CA from rosemary is proving to be neuroprotective, without producing the serious adverse effects characteristic of so many drugs used to treat neurodegenerative disease.

Rosemary has been used since the Middle Ages to treat disorders of the nervous system and to ward off sickness. However, the exact chemical pathways by which it works have, until now, been unknown.

Can you think of anything better than roasted potatoes with rosemary and garlic? If only someone would produce a low glycemic index potato!


Jim Waugh, MD said...

Isn't rosemary also a staple in the Mediterranean diet?

Ellen Troyer, MT MA said...

Rosemary is frequently used in Italy to flavor lamb and the Greeks put it in every thing, including some fish dishes.

If memory serves, some Greek student still braid rosemary in their hair before a test to improve memory.

The ancients used rosemary as a symbol of remembrance during weddings and funerals, as well as a tonic to improve memory.

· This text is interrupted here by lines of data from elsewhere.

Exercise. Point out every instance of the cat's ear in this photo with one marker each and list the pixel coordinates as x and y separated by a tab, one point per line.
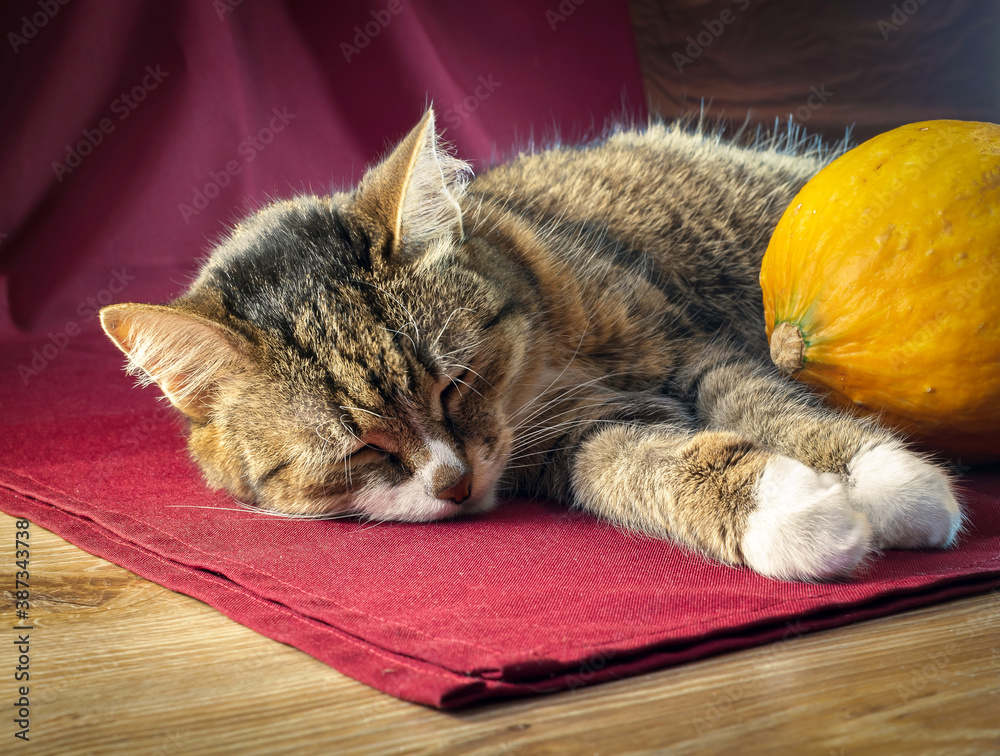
188	356
414	192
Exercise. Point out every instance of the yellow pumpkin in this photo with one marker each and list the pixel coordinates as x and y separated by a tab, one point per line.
882	283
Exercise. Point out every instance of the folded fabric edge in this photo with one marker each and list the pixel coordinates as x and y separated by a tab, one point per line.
423	682
401	676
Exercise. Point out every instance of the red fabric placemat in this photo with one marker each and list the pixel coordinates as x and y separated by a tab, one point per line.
527	599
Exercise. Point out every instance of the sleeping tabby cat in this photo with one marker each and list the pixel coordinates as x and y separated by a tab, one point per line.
582	324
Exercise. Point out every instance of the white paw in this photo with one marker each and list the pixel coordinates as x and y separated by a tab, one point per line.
803	527
908	501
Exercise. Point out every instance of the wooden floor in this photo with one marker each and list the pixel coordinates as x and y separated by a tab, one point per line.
120	665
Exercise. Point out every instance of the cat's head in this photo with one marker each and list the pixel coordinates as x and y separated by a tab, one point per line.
350	353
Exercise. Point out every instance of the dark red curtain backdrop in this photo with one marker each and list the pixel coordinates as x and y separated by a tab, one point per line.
130	135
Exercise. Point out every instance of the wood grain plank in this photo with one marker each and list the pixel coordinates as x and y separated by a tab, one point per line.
123	666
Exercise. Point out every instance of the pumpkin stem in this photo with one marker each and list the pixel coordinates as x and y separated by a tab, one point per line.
787	348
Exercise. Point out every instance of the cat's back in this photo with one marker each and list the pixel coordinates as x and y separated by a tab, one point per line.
645	185
674	205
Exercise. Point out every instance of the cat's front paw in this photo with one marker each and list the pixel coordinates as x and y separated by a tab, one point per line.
909	502
803	527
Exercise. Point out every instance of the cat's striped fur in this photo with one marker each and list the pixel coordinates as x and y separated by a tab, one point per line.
580	323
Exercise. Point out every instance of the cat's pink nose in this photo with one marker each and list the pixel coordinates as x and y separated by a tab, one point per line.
458	491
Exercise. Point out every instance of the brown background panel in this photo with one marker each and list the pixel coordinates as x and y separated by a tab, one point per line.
832	64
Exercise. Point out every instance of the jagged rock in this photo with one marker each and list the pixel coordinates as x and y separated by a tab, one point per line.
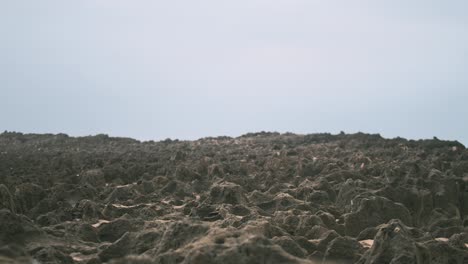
395	243
343	250
373	212
227	192
28	196
114	230
6	199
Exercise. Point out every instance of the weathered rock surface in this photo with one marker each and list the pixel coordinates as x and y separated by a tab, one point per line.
259	198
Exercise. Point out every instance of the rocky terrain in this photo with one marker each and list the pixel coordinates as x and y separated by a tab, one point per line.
258	198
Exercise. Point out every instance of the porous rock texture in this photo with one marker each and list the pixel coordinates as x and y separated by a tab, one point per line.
259	198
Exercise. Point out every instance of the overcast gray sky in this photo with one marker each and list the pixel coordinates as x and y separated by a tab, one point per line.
188	69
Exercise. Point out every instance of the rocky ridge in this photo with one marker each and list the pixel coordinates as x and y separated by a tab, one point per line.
259	198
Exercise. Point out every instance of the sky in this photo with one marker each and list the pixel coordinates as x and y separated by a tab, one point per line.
153	69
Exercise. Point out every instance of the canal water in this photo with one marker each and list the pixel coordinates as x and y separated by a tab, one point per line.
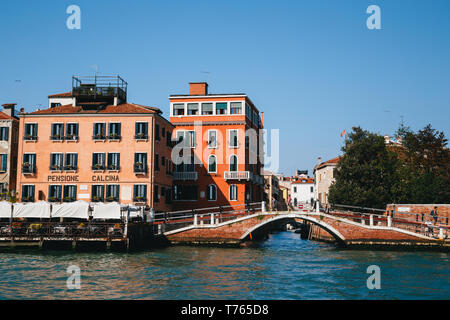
283	267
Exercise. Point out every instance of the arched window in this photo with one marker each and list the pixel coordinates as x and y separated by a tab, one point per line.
212	165
233	163
233	192
212	192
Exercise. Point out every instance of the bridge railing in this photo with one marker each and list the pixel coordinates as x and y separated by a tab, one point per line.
431	227
204	216
28	229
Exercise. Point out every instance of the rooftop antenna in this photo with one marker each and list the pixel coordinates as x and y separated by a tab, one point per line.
209	76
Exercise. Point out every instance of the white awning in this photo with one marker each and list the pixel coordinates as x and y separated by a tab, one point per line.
39	209
77	209
5	209
106	211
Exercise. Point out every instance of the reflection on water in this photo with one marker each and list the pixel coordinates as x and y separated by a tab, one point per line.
284	267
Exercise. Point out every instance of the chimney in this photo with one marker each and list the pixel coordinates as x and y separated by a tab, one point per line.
198	88
9	109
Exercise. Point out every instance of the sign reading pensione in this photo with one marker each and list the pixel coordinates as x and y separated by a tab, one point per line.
63	178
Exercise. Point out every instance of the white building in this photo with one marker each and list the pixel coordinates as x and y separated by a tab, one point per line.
302	192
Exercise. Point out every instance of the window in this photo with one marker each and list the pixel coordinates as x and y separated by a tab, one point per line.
233	163
114	161
156	162
221	108
233	192
71	161
140	162
188	137
30	131
235	107
70	193
157	132
3	162
178	109
212	192
212	139
54	193
207	108
99	131
98	161
98	193
140	193
156	194
192	108
28	193
114	131
72	131
212	164
185	192
112	192
57	131
29	163
141	130
56	161
233	142
4	133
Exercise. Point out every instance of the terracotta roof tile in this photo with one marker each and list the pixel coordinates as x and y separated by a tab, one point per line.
61	95
109	109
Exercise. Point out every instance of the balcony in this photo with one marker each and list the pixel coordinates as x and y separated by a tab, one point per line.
71	137
184	176
29	137
56	167
140	168
28	168
98	167
237	175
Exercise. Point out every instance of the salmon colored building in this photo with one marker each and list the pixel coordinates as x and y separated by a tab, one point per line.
218	155
91	144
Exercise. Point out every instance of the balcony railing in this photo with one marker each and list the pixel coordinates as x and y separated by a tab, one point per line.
237	175
140	168
185	176
28	169
30	137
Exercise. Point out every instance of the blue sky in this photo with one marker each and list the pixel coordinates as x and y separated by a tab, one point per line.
313	67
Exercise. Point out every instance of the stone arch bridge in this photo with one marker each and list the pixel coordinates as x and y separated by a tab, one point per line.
345	229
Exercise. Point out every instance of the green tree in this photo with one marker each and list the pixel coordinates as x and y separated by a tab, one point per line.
367	173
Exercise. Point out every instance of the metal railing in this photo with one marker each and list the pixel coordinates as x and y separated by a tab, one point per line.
435	227
89	229
204	216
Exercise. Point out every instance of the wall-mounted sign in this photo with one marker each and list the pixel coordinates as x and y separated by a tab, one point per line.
63	178
108	178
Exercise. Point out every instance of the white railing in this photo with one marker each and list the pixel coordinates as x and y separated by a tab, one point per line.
185	175
237	175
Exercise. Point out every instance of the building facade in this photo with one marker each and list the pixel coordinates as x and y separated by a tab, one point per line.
324	177
92	145
218	151
303	193
9	132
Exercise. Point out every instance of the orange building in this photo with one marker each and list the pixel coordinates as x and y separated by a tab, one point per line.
92	145
218	156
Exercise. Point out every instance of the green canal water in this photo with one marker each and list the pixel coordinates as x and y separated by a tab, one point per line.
283	267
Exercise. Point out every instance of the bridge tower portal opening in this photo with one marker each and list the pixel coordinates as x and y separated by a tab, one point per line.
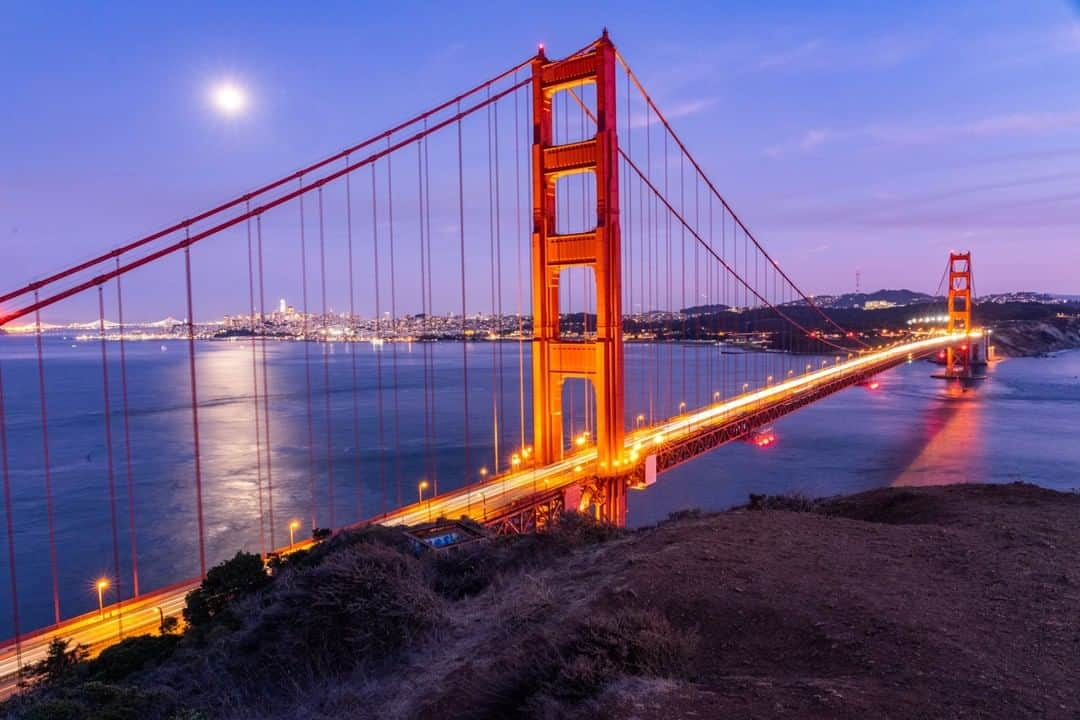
598	361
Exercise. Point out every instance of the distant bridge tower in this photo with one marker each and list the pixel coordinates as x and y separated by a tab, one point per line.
554	360
959	302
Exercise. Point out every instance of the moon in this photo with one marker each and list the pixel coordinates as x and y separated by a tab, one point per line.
229	98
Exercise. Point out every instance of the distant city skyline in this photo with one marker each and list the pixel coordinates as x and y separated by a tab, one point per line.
850	138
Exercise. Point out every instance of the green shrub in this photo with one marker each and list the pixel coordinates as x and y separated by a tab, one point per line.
58	663
241	575
132	655
361	605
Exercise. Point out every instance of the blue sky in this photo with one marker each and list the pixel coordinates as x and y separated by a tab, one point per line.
848	135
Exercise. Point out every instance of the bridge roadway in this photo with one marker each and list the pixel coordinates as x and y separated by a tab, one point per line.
673	442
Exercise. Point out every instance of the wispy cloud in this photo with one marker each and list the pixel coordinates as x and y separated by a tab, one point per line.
1020	123
809	140
791	56
680	109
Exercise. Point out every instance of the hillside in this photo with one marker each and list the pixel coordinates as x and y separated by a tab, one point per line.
946	602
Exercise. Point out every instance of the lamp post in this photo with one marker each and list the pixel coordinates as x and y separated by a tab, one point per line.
102	585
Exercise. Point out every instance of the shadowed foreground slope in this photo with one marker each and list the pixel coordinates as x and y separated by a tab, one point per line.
952	601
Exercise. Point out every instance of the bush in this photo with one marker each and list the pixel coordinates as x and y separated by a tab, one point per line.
540	677
631	641
132	655
469	570
792	503
360	606
103	702
58	663
685	514
243	574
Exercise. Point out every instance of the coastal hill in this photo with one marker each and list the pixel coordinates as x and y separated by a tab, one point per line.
899	602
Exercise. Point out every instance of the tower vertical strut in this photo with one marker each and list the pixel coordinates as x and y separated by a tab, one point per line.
599	361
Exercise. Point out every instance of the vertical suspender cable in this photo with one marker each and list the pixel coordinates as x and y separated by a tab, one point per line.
110	471
266	382
521	280
378	345
423	309
307	367
464	349
498	272
352	350
10	522
431	306
255	385
194	416
326	365
48	467
491	253
127	437
393	320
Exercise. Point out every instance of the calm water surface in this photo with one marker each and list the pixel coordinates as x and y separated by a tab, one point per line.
1020	424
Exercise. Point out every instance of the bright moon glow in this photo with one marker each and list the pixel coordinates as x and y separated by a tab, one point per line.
229	98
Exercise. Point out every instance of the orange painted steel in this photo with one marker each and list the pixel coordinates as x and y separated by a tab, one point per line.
959	294
555	360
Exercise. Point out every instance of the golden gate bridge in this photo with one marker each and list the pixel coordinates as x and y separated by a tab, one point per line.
567	208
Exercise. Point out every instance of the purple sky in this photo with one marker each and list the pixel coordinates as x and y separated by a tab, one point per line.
847	135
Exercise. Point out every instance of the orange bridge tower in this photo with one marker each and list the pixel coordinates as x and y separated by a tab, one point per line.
555	360
959	306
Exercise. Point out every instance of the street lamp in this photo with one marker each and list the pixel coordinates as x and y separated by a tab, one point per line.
102	585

Isn't it fun when medical and biochemistry journals publish studies explaining why the ancients were so often right when they used specific herbs for specific maladies?

Royce said...

Rosemary is also a great border plant for areas of your garden you want to protect from deers. They dislike the scent.

Ada said...

How often would you have to incorporate rosemary to achieve these effects?

Sue Ann said...

I love your blog! I have some new healthy recipes! Thank you! This is great right before Thanksgiving!

Ellen Troyer, MT MA said...

Hi Ada,

I don't have that answer, but if you incorporate more fresh or dried rosemary into your recipes, you should notice a difference in your memory.

tabatha said...

If only we had this blog DURRING college! A memory booster really could have done me some good!

I love how easy your health suggestions are. I don't have to eat tofu and cardboard tasting carbs to be healthy...THANK YOU!

alex c said...

Here are a few tips for cooking with Rosemary:

For the best lemon-pine flavor of rosemary, crush or mince a small amount of the fresh leaves in your hands prior to use in cooking.
Dip rosemary branches in olive oil and use as a meat baster.
Use rosemary stalks in place of stainless steel or wooden kebab skewers.
Just for grilling: Strip leaves from fresh rosemary stalks for use in cooking; place stalks on coals to scent food as it grills.